Spotlight

A sub-team of the Boston Globe named Spotlight are tasked by their new editor in chief (Live Schreiber) with an investigation into child molestation claims aimed at a number of Catholic priests within Boston. However when they start to dig they realise that this is a far larger problem than any of them had thought.

 

Spotlight is currently the bookies’ favourite to walk away with the Oscar for best picture, and while it is clearly very good I don’t know if it’s that good. It’s a film that deals with a very sensitive subject matter, and generally it deals with said matter with subtlety and great care. There are a few missteps in this department but on the whole it handles it well. Spotlight’s main selling point is the performances though. With an all-star cast, all of which are performing at the top of their game.

 

Spotlight tells a story that is very important and interesting. I never got bored while watching because I liked the characters and I wanted to find out what happened because this isn’t an even I’m particularly aware of. I know of the parallels with the English issues with the same problem, but I didn’t know about the scale of the atrocity. However I think the film could have possibly done with a more in depth look into the reason the paper initially threw this story away, and had a more satirical look at the media. This doesn’t necessarily hold the film back, but I think it would make it better.

 

The performances here are universally wonderful. Michael Keaton is probably what you’d call the main character, but the film doesn’t really follow any one character’s story. The stand outs for me were of course Keaton, Ruffalo and Tucci. But my favourite of the lot was Liev Schreiber who has quite a small role overall in the film but is absolutely impeccable. It’s not a headline grabbing role as Schreiber plays a man of very few words, relying on the smallest of facial expressions and the slightest sigh or action. He deserves more plaudits than he is going to get.

 

I thought occasionally the film gets the tone wrong.

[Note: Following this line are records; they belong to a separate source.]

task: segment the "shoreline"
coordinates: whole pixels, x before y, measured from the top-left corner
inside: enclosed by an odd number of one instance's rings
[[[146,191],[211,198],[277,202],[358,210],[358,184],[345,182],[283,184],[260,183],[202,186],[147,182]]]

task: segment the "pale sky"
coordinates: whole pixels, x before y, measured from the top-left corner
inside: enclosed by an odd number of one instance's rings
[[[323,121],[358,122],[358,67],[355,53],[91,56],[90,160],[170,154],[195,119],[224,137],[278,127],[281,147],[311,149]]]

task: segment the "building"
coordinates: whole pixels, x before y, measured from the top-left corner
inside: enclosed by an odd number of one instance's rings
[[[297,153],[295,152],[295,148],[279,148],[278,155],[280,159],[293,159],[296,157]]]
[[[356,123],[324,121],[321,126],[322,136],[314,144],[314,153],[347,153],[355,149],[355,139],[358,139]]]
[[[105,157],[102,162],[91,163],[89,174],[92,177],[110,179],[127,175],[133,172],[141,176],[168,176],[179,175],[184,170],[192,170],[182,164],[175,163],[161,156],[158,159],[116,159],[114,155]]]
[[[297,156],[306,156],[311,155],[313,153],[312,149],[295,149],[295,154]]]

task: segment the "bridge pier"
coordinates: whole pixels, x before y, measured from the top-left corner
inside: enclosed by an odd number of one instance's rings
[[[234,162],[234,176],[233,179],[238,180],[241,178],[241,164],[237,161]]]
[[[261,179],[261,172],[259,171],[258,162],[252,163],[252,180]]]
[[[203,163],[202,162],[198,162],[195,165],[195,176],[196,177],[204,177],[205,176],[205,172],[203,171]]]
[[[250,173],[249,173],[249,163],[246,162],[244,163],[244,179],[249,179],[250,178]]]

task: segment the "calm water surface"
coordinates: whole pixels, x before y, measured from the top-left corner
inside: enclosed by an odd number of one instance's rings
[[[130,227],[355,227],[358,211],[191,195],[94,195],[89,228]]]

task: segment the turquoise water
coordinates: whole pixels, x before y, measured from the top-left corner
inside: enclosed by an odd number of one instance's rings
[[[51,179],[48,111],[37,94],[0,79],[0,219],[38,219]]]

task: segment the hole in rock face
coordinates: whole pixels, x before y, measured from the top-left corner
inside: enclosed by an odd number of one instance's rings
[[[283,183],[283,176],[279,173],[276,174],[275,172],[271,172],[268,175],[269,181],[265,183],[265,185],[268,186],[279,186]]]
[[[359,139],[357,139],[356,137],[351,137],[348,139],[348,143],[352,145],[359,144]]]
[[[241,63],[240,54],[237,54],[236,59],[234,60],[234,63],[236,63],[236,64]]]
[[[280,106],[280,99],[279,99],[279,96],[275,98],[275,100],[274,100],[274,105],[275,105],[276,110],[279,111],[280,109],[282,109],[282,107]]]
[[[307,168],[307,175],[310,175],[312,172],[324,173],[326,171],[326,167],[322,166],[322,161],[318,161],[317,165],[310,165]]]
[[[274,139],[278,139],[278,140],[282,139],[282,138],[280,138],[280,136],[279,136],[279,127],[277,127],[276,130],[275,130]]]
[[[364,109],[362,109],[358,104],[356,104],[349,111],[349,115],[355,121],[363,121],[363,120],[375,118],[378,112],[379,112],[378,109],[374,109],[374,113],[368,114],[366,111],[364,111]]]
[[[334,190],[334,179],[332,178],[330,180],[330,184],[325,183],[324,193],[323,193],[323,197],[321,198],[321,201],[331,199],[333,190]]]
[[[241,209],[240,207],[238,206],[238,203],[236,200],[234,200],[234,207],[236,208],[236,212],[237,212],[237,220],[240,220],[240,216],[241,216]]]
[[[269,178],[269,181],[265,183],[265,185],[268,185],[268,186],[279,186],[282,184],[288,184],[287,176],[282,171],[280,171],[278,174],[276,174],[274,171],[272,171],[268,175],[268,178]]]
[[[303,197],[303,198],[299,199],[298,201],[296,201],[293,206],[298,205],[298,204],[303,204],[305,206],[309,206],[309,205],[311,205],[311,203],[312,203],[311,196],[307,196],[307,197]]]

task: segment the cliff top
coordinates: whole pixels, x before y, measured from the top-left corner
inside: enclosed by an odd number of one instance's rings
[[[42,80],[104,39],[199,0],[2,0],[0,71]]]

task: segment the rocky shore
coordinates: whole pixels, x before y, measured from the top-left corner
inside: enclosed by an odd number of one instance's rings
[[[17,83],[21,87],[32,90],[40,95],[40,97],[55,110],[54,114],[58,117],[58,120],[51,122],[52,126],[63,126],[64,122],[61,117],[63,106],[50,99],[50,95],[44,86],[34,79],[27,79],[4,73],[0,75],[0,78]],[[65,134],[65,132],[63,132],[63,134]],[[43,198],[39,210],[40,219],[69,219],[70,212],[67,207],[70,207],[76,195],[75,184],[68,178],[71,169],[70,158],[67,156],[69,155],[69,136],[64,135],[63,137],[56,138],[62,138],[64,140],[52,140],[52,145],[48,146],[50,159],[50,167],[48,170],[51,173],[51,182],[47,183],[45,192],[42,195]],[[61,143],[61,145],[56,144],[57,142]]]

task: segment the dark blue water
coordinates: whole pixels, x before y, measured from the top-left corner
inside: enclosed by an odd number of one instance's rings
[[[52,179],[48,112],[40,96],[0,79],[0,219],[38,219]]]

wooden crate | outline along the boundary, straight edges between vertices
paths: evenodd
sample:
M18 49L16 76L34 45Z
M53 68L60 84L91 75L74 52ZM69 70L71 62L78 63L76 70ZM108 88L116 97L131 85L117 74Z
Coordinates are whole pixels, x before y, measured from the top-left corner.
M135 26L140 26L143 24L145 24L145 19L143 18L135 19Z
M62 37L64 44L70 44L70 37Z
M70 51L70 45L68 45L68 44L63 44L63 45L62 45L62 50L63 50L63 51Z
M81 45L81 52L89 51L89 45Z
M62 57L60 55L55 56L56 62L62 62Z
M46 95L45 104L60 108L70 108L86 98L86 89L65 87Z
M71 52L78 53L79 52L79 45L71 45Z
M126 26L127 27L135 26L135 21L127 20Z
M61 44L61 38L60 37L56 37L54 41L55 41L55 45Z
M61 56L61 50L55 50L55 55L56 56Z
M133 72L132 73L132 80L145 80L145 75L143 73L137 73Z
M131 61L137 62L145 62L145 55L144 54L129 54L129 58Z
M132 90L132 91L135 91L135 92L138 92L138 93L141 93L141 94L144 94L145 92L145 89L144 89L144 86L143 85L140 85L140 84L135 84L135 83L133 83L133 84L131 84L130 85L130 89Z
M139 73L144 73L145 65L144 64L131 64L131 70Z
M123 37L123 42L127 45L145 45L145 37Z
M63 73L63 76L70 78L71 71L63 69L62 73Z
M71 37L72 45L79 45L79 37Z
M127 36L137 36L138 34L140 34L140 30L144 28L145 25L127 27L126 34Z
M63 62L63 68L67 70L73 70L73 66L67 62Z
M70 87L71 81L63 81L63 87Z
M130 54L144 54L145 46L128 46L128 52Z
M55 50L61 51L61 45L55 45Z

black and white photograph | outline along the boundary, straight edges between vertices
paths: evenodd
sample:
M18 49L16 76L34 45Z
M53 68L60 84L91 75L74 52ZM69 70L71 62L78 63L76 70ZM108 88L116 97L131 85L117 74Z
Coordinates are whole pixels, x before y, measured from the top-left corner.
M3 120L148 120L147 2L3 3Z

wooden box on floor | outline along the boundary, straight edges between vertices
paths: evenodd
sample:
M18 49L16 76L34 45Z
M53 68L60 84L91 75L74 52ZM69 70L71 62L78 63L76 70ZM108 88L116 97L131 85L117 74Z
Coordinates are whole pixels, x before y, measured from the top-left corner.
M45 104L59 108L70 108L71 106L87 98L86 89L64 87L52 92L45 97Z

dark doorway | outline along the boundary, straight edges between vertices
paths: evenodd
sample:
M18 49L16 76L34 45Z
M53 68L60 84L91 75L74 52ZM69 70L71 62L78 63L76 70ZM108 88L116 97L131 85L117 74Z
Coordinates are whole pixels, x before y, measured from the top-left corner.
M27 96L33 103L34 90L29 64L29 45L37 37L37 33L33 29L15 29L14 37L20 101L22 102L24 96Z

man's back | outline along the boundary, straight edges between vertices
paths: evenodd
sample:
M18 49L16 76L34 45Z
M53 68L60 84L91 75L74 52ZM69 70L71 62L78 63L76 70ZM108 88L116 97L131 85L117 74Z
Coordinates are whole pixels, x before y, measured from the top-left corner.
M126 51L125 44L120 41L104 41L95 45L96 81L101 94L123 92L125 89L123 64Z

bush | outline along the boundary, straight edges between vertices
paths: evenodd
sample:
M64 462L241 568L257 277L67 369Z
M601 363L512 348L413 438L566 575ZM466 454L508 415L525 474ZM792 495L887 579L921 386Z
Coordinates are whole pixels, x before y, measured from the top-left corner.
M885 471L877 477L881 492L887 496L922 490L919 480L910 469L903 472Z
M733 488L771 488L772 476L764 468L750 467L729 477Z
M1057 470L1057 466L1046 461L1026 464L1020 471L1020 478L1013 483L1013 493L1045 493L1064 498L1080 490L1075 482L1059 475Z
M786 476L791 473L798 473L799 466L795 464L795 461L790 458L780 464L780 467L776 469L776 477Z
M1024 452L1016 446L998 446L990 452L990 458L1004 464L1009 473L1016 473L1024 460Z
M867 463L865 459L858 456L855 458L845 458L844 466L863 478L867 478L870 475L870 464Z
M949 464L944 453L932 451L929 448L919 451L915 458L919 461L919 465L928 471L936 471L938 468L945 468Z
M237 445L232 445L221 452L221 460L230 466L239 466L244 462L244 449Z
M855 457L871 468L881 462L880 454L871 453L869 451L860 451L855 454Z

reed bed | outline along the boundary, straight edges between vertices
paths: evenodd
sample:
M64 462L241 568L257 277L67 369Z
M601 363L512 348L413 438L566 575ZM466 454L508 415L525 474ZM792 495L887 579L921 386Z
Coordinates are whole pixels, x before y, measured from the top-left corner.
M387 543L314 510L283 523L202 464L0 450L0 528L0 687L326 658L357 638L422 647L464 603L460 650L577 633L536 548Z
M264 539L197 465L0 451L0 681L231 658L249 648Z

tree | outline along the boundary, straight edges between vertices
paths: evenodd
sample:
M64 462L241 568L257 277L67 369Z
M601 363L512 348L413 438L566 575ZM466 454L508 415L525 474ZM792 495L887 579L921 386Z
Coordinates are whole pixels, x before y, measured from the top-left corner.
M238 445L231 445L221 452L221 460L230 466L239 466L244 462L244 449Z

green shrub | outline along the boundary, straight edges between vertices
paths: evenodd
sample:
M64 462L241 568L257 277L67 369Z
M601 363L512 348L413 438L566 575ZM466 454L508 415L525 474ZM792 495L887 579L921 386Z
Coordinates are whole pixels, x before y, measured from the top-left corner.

I felt that sometimes it went far too sentimental, while most of the film had been pretty straight faced and honest. There is one scene in particular that plays a child’s choir of silent night in the background, and I found that it left a bad taste in my mouth. Another problem I had was the soundtrack, it feels lacklustre and like it was just shoved in at the last minute. This is a real shame and it prevents Spotlight from truly hitting the heights it otherwise might.

 

Overall, Spotlight is a very good film. It’s just not spectacular.